4.2.4.- D’altra parte, il potere che la L. n. 749 del 1911 conferiva al comune di Carrara, di disciplinare l’applicazione e la riscossione della tassa sui marmi -potere oggi sancito in generale dall’art. 119 Cost. (come sostituito dalla Legge Cost. 18 ottobre 2001, n. 3, art. 5, comma 1) -, fu esercitato mediante l’adozione di successivi regolamenti comunali, contenenti disposizioni relative anche al rimborso delle somme indebitamente percette ed alla determinazione degli interessi passivi, come annota la sentenza impugnata; salva la normativa generale in materia di rimborso di tributi locali;

disposizioni specifiche che debbono trovare applicazione nel caso in esame, con esclusione di quelle contenute nella L. n. 428 del 1990, art. 29.

4.3.- La precedente conclusione rende irrilevanti le questioni che formano oggetto del secondo (par. 2.1.2), del terzo (par. 2.1.3) e del quarto (par. 2.1.4) motivo di ricorso, atteso che il citato art. 29 – e, in particolare, la disposizione contenuta nel secondo comma (non spettanza del rimborso al contribuente che abbia trasferito su altri soggetti l’onere del tributo indebitamente pagato) non trova applicazione in materia di tassa sui marmi; ragion per cui la stessa norma è insuscettibile dello scrutinio di legittimità costituzionale, per manifesta irrilevanza, nè deducibile a fondamento di lagnanze sul mancato esame di specifiche difese che la riguardano, o sulla mancata ammissione di prove, intese all’accertamento del dato (avvenuta traslazione su terzi del tributo pagato) cui essa fa riferimento.

Le censure in questione sono quindi assorbite.

4.4.- Il quinto motivo di ricorso (par. 2.1.5), concernente la misura degl’interessi sulle somme dovute a rimborso, è inammissibile giacchè non si riferisce ad alcuna espressa statuizione della sentenza impugnata, bensì ad un capo della sentenza di primo grado;

non avendo peraltro il ricorrente dedotto di avere impugnato tale capo con apposito motivo d’appello, al fine di evitarne il passaggio in giudicato, nè lamentato l’omissione di pronunzia su tale motivo (se proposto) da parte della commissione regionale (Cass. n. 12952/2007).

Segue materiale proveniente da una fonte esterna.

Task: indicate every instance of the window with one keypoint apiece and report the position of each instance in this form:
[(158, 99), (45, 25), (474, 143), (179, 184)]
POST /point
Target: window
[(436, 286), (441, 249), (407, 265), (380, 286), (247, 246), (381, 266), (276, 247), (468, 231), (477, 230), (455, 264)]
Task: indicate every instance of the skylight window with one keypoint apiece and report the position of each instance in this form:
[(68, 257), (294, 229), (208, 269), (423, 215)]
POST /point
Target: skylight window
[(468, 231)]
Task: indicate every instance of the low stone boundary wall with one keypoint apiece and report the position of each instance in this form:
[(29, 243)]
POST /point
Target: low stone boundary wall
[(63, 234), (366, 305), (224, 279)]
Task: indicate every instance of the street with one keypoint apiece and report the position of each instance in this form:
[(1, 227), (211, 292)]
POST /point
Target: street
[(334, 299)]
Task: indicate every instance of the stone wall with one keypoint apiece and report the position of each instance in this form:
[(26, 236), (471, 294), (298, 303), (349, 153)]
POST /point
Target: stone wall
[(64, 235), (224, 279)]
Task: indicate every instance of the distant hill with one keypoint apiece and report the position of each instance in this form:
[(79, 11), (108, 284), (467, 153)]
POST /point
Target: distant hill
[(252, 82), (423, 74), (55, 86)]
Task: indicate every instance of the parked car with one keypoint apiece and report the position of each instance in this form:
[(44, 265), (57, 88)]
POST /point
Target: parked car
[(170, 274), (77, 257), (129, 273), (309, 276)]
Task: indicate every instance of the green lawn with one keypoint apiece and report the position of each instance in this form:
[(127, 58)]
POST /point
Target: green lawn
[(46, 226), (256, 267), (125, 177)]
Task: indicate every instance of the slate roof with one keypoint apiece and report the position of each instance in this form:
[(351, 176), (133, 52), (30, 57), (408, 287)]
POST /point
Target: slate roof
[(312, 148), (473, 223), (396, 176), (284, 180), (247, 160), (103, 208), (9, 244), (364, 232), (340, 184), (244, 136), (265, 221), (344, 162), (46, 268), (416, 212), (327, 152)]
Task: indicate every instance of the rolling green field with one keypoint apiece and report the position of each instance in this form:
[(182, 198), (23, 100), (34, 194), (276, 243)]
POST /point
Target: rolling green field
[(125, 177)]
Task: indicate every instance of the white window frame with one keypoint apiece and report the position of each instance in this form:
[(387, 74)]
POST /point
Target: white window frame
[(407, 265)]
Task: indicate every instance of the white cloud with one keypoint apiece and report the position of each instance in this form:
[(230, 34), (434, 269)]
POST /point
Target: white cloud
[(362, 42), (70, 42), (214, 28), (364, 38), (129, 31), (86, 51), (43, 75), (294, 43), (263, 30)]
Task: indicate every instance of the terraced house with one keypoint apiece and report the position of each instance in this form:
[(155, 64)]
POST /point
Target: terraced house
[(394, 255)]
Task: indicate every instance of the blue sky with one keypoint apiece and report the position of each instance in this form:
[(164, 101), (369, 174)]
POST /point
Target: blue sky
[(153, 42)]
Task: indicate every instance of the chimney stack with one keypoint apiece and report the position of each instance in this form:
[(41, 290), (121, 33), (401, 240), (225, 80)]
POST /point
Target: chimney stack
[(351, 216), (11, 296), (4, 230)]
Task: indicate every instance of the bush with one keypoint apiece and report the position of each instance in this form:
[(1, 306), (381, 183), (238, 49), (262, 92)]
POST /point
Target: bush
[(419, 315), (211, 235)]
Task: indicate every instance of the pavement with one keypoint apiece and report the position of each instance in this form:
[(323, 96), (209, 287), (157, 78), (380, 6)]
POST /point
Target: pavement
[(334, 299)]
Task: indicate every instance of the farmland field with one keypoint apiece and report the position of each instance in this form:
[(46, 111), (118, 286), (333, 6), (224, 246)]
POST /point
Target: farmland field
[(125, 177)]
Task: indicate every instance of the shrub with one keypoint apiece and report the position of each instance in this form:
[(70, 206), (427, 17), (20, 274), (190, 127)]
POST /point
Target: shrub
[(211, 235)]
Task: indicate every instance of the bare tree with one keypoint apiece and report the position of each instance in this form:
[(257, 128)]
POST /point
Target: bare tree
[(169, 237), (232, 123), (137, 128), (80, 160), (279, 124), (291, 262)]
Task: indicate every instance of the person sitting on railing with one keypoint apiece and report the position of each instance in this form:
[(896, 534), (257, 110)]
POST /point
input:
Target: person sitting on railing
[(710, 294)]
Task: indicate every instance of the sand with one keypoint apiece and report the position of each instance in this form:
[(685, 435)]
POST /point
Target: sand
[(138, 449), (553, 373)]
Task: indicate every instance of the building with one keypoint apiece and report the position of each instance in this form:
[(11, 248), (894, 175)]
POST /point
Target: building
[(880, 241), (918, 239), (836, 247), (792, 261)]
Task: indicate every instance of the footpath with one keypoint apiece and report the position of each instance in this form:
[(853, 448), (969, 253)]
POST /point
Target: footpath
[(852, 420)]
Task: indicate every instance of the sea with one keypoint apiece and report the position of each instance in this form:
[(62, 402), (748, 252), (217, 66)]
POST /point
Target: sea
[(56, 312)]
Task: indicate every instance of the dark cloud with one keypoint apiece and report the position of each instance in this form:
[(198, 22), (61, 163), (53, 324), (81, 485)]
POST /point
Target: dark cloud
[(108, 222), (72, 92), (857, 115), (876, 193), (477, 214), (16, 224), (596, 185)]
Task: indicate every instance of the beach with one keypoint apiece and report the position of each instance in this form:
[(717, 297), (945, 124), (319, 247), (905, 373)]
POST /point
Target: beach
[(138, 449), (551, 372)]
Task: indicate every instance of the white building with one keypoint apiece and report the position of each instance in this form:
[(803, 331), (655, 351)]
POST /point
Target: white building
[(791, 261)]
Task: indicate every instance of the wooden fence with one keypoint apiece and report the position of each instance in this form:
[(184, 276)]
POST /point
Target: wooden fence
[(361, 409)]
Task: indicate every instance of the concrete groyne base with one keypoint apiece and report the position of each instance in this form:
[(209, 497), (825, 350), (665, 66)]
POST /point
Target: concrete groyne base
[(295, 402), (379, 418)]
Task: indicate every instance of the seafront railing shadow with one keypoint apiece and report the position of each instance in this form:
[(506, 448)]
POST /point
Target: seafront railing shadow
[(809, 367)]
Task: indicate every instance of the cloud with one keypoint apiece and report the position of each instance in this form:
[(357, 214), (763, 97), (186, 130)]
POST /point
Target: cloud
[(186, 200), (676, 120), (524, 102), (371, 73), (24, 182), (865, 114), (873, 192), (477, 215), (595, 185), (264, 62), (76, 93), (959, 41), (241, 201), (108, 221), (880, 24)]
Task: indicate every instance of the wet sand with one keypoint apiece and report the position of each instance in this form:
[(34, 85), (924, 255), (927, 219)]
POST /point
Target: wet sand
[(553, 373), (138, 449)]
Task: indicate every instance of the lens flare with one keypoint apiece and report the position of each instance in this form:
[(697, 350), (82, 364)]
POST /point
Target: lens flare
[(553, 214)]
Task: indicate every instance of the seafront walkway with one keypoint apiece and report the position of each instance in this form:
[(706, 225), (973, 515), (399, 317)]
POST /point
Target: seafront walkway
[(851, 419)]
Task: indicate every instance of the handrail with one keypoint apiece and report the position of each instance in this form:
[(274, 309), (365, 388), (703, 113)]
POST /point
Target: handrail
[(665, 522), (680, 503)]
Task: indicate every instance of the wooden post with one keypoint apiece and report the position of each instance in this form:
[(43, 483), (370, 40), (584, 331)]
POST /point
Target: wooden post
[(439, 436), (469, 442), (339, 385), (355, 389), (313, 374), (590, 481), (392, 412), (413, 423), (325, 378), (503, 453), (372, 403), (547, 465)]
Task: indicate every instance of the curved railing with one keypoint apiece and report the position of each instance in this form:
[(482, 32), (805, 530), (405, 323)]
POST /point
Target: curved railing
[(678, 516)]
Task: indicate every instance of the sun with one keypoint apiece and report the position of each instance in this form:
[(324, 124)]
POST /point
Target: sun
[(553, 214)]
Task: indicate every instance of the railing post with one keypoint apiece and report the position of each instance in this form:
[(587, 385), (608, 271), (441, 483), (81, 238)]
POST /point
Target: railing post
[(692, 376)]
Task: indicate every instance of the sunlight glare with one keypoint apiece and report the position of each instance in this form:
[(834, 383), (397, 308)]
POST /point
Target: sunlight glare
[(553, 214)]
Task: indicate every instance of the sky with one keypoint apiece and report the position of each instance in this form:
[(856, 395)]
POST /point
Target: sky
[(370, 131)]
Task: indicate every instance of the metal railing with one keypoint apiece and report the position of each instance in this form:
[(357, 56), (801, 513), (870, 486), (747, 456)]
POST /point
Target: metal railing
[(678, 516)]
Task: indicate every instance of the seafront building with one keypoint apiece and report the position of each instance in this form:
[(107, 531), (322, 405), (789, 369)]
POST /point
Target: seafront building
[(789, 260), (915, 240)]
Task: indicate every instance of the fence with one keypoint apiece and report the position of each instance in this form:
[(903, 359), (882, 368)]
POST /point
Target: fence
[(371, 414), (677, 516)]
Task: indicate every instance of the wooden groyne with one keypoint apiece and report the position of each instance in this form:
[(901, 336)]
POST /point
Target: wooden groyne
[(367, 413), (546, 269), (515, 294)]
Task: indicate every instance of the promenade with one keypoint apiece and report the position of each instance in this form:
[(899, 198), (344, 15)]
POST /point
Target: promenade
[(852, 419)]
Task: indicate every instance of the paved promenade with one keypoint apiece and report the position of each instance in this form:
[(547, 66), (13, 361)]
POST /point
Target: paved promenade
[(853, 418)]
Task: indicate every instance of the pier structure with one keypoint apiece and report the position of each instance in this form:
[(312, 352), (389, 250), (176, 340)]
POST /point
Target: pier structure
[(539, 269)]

4.5.- Le conclusioni sono nel senso indicato al par. 3.1.

5 – Dispositivo.

P.Q.M.

LA CORTE DI CASSAZIONE Rigetta il ricorso e compensa integralmente fra le parti le spese di questo giudizio di Cassazione.

Così deciso in Roma, nella Camera di consiglio della Sezione Quinta Civile – Tributaria, il 18 maggio 2010.